Et puis elle est allée droit sur lui, tellement droit que Titouan R a reculé, reculé … jusqu’à se taper dans l’arbre de la cour. Tous les autres regardaient, Roger avec sa joue gonflée, Philibert avec son œil poché, Corentin avec son menton balafré, Anastase avec le nez enflé.

Ils voyaient déjà Rosalie prendre une châtaigne, une calotte, une patate.

Alors la petiote s’est plantée devant Titouan R, elle lui a souri et lui a collé un si gros baiser qu’il en avait la joue toute mouillée. Dégoûté, il a essuyé la bave de fille, il a tourné les talons et s’est caché dans les toilettes des garçons. C’est la maîtresse qui est allée le chercher pour rentrer en classe.

Cette nuit-là, Titouan R a fait d’affreux cauchemars. Une boîte de raviolis lui fonçait dessus à l’allure d’un camion debout trainant un ballon de football. Le pauvre enfant était attaqué et couvert de sauce, il en avait partout, dans le cou, sur les joues, ça lui coulait jusqu’aux genoux, hiboux, choux, cailloux … Il se réveilla en sueur hurlant : « Naaaaannnn ! Pas de bisous, enlevez-moi ces raviolis de là ! »

Le lendemain, la maîtresse changea les élèves de place, histoire de voir comment c’était d’être assis ailleurs.

Personne ne voulait se mettre à côté de Titouan R. Mais Rosalie alla voir la maîtresse et demanda à être sa voisine. « Es-tu sûre ? » demanda la maîtresse. « Oui je l’aime bien moi ! » répondit-elle. Et là, Titouan se mit à devenir rouge comme la pomme de Blanche Neige.

Rosalie a pris ses affaires et elle est venue s’assoir à côté de lui, tout près.

Tu vas voir Titouan, qu’elle a dit, on va devenir les meilleurs amis du monde …

Titouan R avait la bouche à l’envers, on aurait dit qu’il allait pleurer.

Si tu n’as pas tes affaires, je te prêterai les miennes.

Il a viré au vert.

Si tu n’as pas compris ce qu’a dit la maîtresse, je t’expliquerai.

Il est devenu tout mou, comme le ballon de la classe.

Tu sais, les autres ne t’aiment pas mais moi si.
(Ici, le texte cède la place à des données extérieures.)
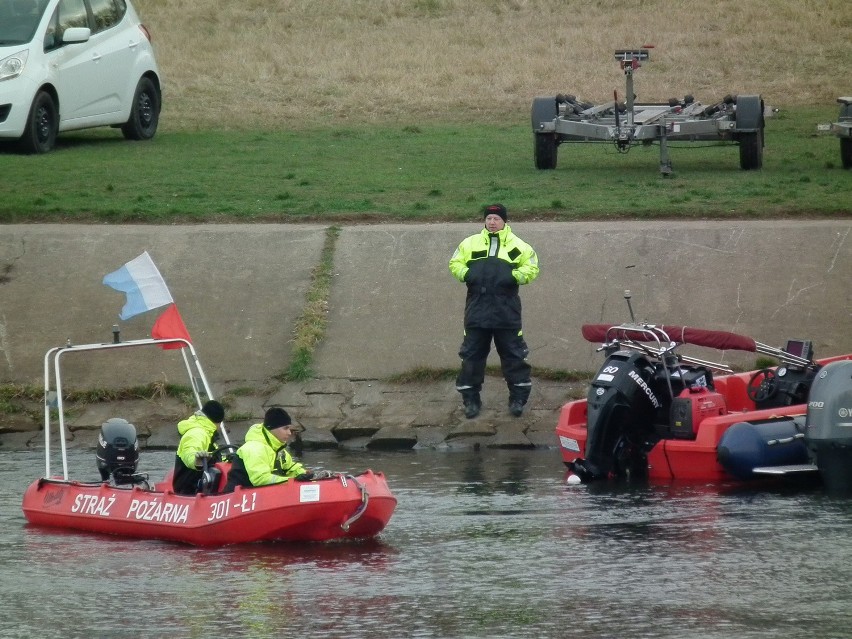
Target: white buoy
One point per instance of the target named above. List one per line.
(572, 480)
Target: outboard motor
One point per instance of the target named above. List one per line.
(828, 432)
(621, 407)
(118, 451)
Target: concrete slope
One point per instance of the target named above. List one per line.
(394, 305)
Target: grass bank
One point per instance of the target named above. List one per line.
(417, 173)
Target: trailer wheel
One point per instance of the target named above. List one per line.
(846, 152)
(751, 150)
(545, 150)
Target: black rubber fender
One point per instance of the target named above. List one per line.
(544, 110)
(749, 113)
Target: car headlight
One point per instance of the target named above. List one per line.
(12, 66)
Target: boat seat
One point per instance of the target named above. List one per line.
(734, 388)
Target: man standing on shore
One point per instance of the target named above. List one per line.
(494, 263)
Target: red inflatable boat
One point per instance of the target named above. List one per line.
(337, 506)
(654, 413)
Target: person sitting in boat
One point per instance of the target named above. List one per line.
(263, 459)
(197, 436)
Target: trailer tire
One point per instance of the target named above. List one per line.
(545, 150)
(751, 150)
(846, 152)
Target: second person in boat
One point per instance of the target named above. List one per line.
(263, 459)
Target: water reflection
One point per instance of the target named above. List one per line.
(488, 544)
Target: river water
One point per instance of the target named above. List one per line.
(490, 544)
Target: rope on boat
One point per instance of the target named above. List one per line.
(365, 499)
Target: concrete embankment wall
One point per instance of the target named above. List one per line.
(394, 305)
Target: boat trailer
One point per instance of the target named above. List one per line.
(563, 118)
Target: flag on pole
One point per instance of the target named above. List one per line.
(169, 325)
(141, 281)
(146, 290)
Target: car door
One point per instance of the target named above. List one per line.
(89, 76)
(114, 43)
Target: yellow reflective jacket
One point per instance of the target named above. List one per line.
(197, 434)
(266, 459)
(493, 281)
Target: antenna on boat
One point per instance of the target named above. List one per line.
(629, 307)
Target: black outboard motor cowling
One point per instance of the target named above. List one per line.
(621, 406)
(118, 451)
(828, 431)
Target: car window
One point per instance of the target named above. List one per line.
(19, 19)
(69, 13)
(107, 13)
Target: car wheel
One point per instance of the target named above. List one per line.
(42, 125)
(144, 113)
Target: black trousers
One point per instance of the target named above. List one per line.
(513, 352)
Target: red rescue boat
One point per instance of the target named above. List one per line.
(655, 413)
(334, 506)
(338, 507)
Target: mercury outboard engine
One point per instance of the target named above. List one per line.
(828, 432)
(622, 404)
(118, 451)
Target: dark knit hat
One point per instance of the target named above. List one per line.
(276, 418)
(495, 209)
(214, 411)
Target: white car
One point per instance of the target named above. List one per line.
(75, 64)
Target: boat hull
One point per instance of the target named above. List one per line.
(696, 457)
(341, 507)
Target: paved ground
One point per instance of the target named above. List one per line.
(394, 307)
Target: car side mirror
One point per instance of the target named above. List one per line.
(76, 34)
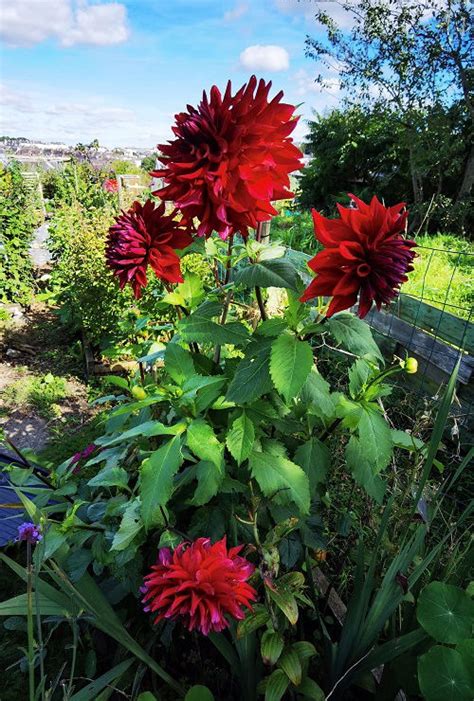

Je t’aime beaucoup …

Il a fermé les poings, on a tous eu très peur, et puis il s’est mis à tambouriner sur sa table en hurlant :

Mais je veux pas qu’on m’aiiiiiimeuh ! je m’en fiche de toi, t’es moche et en plus tu fais des bisous dégoûtants … Je veux être assis tout seul !!!

Et il s’est mis à pleurer.

La maîtresse est venue le consoler mais rien n’y faisait. Ses copains se sont approchés, il ne les a même pas tapés.

Rosalie est restée très calme.

Tu n’es pas obligé de m’aimer tout de suite tu sais, je comprends. J’attendrai …

Et elle a changé ses affaires de place pour aller à côté de Roger, qui du coup était un peu inquiet.

Finalement on a tous compris que ce qui avait vaincu le terrible Titouan R, c’était l’amour. L’amour d’une fille, ça vous ratatine un héros ! La vie de classe est devenue calme, et dans la cour, tout le monde a gardé ses dents. C’était presque ennuyeux. 

Avec le temps, il s’est même passé un truc incroyable : la bouche de Titouan R a commencé à se redresser. 

Et un lundi en arrivant à l’école, il a souri.